Gravierender ist aber wohl ein anderes Problem: Den
Rheinfall zu bezwingen wäre vor allem ein Eingriff in die schweizer Seele.
Ganz nebenbei bemerkt hat man in Schaffhausen Jahrhunderte lang gutes Geld
verdient mit dem Umladen und dem Transport der Waren mittels Fuhrwerke auf
dem Landweg. Was für die Binnenschiffer ein ärgerliches Hindernis war, war
für viele Schaffhausener Bürger Grundlage ihres Wohlstandes. Am Schlösschen
Wörth – heute Schiffsanlegestelle und Restaurant – wurden die Waren wieder
auf Binnenschiffe verladen. Derlei wirtschaftliche Gründe im Transportwesen
spielen heute keine Rolle mehr. Doch der Rheinfall ist nach wie vor ein
Mythos und bleibt unantastbar. Er ist und bleibt ein nationales Heiligtum
der Schweizer. Sein tosendes Wasser antasten zu wollen ist ein Tabubruch.
Auf das Matterhorn baut man schließlich auch keine Seilbahn.
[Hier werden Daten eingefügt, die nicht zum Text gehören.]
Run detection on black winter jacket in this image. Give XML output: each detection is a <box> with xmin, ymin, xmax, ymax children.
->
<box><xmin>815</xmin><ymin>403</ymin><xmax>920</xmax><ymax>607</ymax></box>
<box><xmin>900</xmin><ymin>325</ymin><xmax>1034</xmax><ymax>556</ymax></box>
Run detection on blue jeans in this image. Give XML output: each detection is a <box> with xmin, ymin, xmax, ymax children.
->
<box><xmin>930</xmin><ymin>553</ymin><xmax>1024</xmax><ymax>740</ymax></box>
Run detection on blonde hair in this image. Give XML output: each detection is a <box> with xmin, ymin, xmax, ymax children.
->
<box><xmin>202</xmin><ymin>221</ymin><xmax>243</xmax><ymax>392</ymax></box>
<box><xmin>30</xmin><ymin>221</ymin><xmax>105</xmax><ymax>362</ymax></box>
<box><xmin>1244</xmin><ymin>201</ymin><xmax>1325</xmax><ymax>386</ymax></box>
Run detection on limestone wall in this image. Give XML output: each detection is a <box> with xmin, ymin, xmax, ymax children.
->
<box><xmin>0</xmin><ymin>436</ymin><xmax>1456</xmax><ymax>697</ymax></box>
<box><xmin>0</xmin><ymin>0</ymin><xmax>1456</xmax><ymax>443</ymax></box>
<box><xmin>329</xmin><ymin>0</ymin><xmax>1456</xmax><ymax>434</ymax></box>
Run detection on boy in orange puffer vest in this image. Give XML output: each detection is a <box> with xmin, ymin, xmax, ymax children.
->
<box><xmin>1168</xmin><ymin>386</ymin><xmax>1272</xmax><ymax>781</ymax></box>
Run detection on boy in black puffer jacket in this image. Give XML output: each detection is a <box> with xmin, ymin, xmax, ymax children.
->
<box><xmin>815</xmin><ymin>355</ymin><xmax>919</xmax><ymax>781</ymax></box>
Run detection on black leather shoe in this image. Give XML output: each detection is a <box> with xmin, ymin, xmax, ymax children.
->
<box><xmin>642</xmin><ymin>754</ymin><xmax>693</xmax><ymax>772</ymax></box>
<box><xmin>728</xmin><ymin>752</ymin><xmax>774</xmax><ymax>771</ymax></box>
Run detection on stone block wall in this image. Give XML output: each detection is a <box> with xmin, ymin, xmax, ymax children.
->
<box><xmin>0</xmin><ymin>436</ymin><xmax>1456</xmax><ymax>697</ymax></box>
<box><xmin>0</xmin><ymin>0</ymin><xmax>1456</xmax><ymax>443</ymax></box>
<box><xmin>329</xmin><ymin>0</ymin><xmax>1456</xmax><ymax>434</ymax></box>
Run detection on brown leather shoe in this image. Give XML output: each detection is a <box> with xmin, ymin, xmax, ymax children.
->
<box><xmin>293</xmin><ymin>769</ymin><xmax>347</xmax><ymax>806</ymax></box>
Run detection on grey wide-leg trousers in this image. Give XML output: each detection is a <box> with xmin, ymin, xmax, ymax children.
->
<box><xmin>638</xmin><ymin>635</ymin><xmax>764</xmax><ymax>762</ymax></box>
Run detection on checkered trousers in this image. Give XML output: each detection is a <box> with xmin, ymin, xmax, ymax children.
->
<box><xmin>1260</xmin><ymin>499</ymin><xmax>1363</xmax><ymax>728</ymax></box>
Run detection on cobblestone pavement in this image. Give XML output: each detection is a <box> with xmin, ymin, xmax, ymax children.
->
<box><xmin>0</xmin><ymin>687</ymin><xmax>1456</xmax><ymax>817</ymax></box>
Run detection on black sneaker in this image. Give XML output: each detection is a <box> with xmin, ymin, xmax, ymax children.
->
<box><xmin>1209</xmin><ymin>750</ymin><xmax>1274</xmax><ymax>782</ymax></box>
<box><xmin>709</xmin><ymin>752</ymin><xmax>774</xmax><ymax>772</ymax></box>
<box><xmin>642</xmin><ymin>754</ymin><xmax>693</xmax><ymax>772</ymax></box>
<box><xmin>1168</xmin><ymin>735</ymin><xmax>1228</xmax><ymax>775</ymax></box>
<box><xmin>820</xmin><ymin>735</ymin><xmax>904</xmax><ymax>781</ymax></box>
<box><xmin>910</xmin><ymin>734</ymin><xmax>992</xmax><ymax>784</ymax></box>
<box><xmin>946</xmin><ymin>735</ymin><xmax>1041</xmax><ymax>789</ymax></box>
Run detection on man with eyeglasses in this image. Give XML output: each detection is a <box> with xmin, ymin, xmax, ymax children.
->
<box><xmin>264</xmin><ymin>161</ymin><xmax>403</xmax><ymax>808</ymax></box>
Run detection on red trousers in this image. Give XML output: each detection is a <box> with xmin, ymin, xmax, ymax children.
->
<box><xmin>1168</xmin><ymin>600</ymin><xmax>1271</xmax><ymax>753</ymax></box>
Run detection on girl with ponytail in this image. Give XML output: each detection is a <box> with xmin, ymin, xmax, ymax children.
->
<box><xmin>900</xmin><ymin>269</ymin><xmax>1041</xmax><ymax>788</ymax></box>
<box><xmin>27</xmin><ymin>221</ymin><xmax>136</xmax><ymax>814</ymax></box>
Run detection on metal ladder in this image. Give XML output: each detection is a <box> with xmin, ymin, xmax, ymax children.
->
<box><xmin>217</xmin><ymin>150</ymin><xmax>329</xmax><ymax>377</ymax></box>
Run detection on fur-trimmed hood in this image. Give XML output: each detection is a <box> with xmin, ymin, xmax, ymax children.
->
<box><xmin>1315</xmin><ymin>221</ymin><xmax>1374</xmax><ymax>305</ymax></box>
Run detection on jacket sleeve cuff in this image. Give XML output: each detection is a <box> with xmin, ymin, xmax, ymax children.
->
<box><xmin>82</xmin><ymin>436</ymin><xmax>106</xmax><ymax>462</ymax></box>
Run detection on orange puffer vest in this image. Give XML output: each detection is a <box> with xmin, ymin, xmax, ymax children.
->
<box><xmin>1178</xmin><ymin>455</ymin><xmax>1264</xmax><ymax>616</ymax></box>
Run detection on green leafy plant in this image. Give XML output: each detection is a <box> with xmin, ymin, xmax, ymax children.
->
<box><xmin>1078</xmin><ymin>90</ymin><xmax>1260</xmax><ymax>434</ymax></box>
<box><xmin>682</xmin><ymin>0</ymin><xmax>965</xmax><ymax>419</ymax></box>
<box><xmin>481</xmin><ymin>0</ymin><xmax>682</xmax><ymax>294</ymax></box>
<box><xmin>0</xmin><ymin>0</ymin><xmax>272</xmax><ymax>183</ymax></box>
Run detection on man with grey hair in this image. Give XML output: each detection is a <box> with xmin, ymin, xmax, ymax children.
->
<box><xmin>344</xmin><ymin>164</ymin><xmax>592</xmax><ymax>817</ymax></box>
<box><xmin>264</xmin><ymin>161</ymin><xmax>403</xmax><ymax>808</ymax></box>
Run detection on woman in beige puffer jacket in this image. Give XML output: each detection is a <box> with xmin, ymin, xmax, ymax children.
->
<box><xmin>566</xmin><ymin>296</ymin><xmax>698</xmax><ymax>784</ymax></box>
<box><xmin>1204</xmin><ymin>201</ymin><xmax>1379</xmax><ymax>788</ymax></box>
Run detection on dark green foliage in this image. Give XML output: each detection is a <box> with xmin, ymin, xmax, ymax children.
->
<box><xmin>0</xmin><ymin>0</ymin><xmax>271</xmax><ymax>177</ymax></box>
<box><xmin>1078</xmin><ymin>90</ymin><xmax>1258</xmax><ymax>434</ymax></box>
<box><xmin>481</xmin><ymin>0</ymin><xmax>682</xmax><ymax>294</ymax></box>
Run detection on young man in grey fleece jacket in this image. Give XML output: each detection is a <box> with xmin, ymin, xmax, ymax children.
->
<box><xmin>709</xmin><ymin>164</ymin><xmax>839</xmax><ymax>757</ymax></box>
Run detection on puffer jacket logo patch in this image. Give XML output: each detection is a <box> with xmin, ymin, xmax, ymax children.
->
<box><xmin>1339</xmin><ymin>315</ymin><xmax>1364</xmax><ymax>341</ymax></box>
Auf der Neuhausener Seite ist schon seit
Jahrhunderten ein kleines Wasserkraftwerk in Betrieb. 25 Kubikmeter Wasser
pro Sekunde fließen durch die Turbinen – wahrlich nicht viel angesichts der
500 Kubikmeter pro Sekunde, die durchschnittlich über die Felsen
hinabdonnern. Da auch die Schweiz ihre Energieerzeugung aus regenerativen
Rohstoffen erhöhen muss, gibt es Überlegungen, auch den Rheinfall stärker
als bislang für die Energiegewinnung zu nutzen. Kaum waren die Pläne
veröffentlicht, regte sich der Protest. Jeder Versuch, die Urgewalt des
Wassers zu zähmen, löst heftigen Widerstand in der Alpenrepublik aus.
Tatsächlich war nur geplant, in den Nachtstunden mehr Wasser als bislang
durch die Turbinen zu leiten. Doch der Rheinfall dürfe „nicht für die
Stromproduktion geopfert werden”, so hieß
es unter den Eidgenossen – auch wenn in den Planungen nur an 20 Prozent der
Wassermenge gedacht war.
Zwei Millionen Besucher kommen jedes Jahr an den
Rheinfall. An beiden Ufern geht es daher lebhaft zu. Übervoll ist es dennoch
nicht, denn die meisten Touristen bleiben nur eine knappe Stunde hier.
Eigentlich schade, denn dieses Naturschauspiel sollte man sowohl vom Wasser
aus als auch vom Land ausgiebig genießen. Über die Eisenbahnbrücke oberhalb
des Wasserfalls gelangt man zu Fuß in etwa einer halben Stunde vom einen zum
anderen Ufer. Von Schaffhausen aus kann man übrigens im Sommer durchaus
stilvoll mit einem „Zügle” – dem „City
Train” – bis zum Rheinfall fahren.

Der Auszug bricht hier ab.